階段の利用を奨励する標識や地域キャンペーンは、住民の運動を増やすのに効果的であることが示されている。 例えば、コロンビアボゴタ市では、毎週日曜日と祝日に113kmの道路を封鎖し、市民が運動しやすいようにしている。こうした歩行者天国は、肥満を含む慢性疾患と闘うための努力の一環である。
In an effort to combat the issue, a primary school in Australia instituted a standing classroom in 2013.
There is evidence that exercise alone is not sufficient to produce meaningful weight loss, but combining dieting and exercise provide the greatest health benefits and weight loss on the long term.
Weight loss programs
Weight loss programs involve lifestyle changes including diet modifications, physical activity and behavior therapy. This may involve eating smaller meals, cutting down on certain types of food and making a conscious effort to exercise more. These programs also enable people to connect with a group of others who are attempting to lose weight, in the hopes that participants will form mutually motivating and encouraging relationships. Since 2013, the United States guidelines recommend treating obesity as a disease and actively treat obese people for weight loss.

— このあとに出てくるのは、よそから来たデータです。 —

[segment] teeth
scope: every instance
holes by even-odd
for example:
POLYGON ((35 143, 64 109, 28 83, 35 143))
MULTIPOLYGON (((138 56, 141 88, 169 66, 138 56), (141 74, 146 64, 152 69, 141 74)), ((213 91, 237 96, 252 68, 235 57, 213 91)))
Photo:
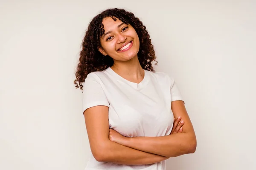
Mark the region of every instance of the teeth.
POLYGON ((129 46, 130 46, 130 45, 131 44, 131 43, 128 43, 127 44, 126 44, 126 45, 125 46, 123 46, 122 47, 121 49, 120 49, 119 51, 122 51, 124 49, 126 49, 127 48, 128 48, 129 47, 129 46))

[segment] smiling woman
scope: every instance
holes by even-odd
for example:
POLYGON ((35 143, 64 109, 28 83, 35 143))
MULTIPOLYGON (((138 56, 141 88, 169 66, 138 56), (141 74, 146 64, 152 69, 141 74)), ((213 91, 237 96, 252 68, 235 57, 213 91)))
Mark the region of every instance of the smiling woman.
POLYGON ((86 170, 165 170, 166 159, 195 152, 182 97, 172 78, 155 72, 155 59, 133 13, 108 9, 90 23, 74 81, 92 153, 86 170))

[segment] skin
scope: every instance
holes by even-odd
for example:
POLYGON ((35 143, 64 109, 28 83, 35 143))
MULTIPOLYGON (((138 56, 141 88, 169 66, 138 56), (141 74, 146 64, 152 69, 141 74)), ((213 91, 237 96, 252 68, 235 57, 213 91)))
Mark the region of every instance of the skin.
MULTIPOLYGON (((144 71, 137 55, 140 41, 135 30, 131 25, 122 23, 118 19, 114 21, 111 17, 107 17, 103 20, 102 23, 105 32, 109 33, 101 38, 99 51, 113 58, 114 64, 111 69, 114 71, 128 81, 139 83, 144 78, 144 71), (118 51, 122 46, 131 40, 133 46, 129 50, 123 52, 118 51)), ((171 135, 129 138, 109 129, 108 107, 97 106, 87 109, 84 114, 93 156, 99 161, 147 164, 175 156, 193 153, 196 146, 196 140, 184 103, 173 101, 171 109, 175 117, 177 118, 171 135), (182 122, 181 117, 186 124, 182 122), (145 142, 148 144, 143 146, 145 142)))

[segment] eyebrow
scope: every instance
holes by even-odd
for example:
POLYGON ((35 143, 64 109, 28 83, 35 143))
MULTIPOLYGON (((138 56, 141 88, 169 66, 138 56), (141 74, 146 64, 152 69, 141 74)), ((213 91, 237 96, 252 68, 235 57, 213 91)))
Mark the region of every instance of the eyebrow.
MULTIPOLYGON (((117 26, 117 28, 119 28, 119 27, 120 27, 121 26, 122 26, 122 25, 124 24, 124 23, 122 23, 121 24, 119 24, 118 26, 117 26)), ((104 37, 105 37, 106 36, 106 35, 107 35, 107 34, 109 34, 109 33, 110 33, 111 32, 112 32, 112 31, 108 31, 108 32, 106 32, 106 33, 105 33, 104 34, 104 35, 103 36, 103 38, 104 38, 104 37)))

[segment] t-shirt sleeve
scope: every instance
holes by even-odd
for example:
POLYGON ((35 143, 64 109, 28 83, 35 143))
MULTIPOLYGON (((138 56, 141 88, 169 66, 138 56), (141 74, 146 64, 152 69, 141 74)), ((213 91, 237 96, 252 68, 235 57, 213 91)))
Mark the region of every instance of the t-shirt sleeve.
MULTIPOLYGON (((182 96, 180 92, 180 90, 177 86, 177 83, 175 82, 175 80, 170 78, 171 81, 171 98, 172 99, 171 101, 182 101, 184 102, 182 96)), ((184 102, 185 103, 185 102, 184 102)))
POLYGON ((96 75, 90 74, 83 84, 83 113, 87 109, 96 106, 109 106, 105 93, 96 75))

A number of popular programs exist including Weight Watchers, Overeaters Anonymous and Jenny Craig. These appear to provide modest weight loss (2.9kg) over dieting on one's own (0.2kg) over a two-year period, similarly to non-commercial diets. As of 2005, there was insufficient scientific evidence to determine whether Internet-based programs produce effective weight loss. The Chinese government has introduced a number of "fat farms" where obese children go for reinforced exercise and has passed a law which requires students to exercise or play sports for an hour a day at school (see Obesity in China).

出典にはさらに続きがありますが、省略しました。